DNA methylation analysis

Genomic DNA was isolated with DNeasy extraction kit (Qiagen) according to the manufacturer instructions. Sodium bisulfite conversion was performed by using EZ DNA Methylation Kit (Zymo Research). The manufacture’s protocol was followed by using 2 µg of genomic DNA and eluted in 30 µl of H2O.

Bisulphite genomic sequencing

Two microliters of each sample was used as template in PCR reactions using the following primers: EbiF 5′-tagtggtagatagatgggaaattgagg-3′ (position from nts −3502 to −3476) and EbiR 5′-cctaaaacacctcaaatctaaccccaaaacac-3′(from nts −3054 to −3023) for the analysis of RET enhancer region.

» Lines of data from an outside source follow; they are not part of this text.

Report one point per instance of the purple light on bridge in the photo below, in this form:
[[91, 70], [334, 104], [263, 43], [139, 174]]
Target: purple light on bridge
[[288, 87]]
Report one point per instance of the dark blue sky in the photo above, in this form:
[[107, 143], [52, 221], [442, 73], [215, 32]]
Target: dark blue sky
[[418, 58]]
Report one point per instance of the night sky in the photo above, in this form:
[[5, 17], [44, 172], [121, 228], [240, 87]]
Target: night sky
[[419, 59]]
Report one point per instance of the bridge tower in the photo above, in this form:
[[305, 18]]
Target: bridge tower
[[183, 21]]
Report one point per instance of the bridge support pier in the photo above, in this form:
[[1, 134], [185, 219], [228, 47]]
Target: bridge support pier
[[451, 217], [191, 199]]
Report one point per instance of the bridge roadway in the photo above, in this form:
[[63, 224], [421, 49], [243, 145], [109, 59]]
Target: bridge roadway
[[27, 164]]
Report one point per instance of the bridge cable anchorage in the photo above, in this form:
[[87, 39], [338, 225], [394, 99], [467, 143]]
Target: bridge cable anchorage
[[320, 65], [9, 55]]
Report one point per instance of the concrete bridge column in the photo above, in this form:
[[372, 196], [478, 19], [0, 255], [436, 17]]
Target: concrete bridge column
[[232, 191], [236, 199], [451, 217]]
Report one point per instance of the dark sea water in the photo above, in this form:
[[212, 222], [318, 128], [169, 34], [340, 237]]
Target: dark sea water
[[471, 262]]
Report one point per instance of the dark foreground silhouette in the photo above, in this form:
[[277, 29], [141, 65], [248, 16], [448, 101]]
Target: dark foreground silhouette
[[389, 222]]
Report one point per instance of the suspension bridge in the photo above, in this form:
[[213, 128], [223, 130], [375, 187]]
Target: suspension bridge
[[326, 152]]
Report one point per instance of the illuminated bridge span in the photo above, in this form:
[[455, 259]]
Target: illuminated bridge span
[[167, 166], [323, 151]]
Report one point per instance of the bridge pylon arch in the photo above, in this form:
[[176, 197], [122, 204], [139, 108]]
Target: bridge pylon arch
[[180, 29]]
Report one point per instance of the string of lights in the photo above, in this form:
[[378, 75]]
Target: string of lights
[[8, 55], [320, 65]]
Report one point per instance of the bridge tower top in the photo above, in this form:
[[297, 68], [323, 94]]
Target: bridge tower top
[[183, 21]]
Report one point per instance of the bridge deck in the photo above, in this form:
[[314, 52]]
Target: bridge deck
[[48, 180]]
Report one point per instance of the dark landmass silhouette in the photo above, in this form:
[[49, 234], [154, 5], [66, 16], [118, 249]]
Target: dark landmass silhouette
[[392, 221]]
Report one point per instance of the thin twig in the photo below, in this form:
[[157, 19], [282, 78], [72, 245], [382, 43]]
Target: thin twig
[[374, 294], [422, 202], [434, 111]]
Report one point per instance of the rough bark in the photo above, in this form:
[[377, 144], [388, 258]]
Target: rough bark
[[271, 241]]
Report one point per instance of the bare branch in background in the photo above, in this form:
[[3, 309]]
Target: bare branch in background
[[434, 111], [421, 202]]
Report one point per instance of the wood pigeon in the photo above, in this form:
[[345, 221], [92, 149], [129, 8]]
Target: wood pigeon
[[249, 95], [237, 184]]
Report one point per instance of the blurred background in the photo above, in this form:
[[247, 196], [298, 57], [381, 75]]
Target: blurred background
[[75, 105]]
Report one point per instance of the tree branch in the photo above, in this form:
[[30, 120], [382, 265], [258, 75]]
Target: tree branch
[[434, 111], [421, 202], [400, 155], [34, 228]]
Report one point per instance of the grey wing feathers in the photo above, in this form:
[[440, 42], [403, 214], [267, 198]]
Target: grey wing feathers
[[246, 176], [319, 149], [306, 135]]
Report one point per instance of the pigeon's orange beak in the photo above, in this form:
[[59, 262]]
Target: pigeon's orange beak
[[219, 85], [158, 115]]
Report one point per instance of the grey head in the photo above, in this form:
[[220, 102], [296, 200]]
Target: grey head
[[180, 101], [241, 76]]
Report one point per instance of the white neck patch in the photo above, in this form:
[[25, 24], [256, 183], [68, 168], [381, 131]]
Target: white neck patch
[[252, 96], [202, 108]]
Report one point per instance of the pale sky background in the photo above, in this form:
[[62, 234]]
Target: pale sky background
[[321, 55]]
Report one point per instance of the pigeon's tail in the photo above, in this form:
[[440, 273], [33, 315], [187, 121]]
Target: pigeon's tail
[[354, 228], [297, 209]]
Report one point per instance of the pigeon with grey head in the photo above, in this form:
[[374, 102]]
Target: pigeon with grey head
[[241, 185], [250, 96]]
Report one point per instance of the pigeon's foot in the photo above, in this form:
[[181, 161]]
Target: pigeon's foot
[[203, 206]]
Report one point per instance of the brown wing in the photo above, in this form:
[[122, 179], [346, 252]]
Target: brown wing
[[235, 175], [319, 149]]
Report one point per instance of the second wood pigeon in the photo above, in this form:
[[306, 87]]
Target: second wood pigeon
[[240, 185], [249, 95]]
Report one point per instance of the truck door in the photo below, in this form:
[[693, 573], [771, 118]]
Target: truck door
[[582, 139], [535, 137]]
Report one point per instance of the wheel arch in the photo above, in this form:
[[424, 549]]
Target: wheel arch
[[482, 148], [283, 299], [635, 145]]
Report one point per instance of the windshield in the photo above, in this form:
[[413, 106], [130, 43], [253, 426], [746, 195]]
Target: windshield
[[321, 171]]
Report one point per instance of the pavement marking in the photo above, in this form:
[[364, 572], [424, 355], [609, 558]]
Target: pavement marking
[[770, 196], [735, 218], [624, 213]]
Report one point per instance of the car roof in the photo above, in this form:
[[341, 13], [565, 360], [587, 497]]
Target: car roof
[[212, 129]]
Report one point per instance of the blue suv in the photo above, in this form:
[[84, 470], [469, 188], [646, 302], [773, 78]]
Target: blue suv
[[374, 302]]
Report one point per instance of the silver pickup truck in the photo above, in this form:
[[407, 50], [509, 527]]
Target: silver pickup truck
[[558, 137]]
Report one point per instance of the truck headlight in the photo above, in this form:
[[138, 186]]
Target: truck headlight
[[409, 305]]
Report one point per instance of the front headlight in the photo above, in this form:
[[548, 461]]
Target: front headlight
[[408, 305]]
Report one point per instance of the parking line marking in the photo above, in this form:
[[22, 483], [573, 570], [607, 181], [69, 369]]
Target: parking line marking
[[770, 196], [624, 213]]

PbiF 5′-gagagtttttttgtgtaagggatgtaaggg-3′ (position from nts −779 to −750) and PbiR 5′-cccrcttacaatccctaccttttaccctttcc-3′ (from nts −389 to −358) were used for the analysis of RET promoter region. Amplifications were carried out on 10 ng of bisulphite treated DNA using HotStarTaq DNA polymerase (Qiagen) under the following conditions: 15 min at 95°C, followed by 50 cycles of 30 s at 95°C, 52 s at 59°C and 1 min at 72°C, then a final elongation of 10 min at 72°C before holding at 4°C, in a final reaction volume of 30 µl. Confirmation of PCR product quality and freedom from contamination was established on 2% agarose gels with ethidium bromide staining. PCR final products were then cloned into the pGEM-T-easy vector provided by Promega pGEM®-T-Easy Vector System II (Promega Italia, Milan, Italy) following the supplier’s procedures. Plasmid DNA was purified using the Qiagen plasmid Mini Kit. The purified plasmids were sequenced in both directions using T7 and Sp6 primers. At least 20 independent clones were sequenced to determine the methylation pattern of individual molecules. Sequencing was performed at the CEINGE Sequencing Core Facility.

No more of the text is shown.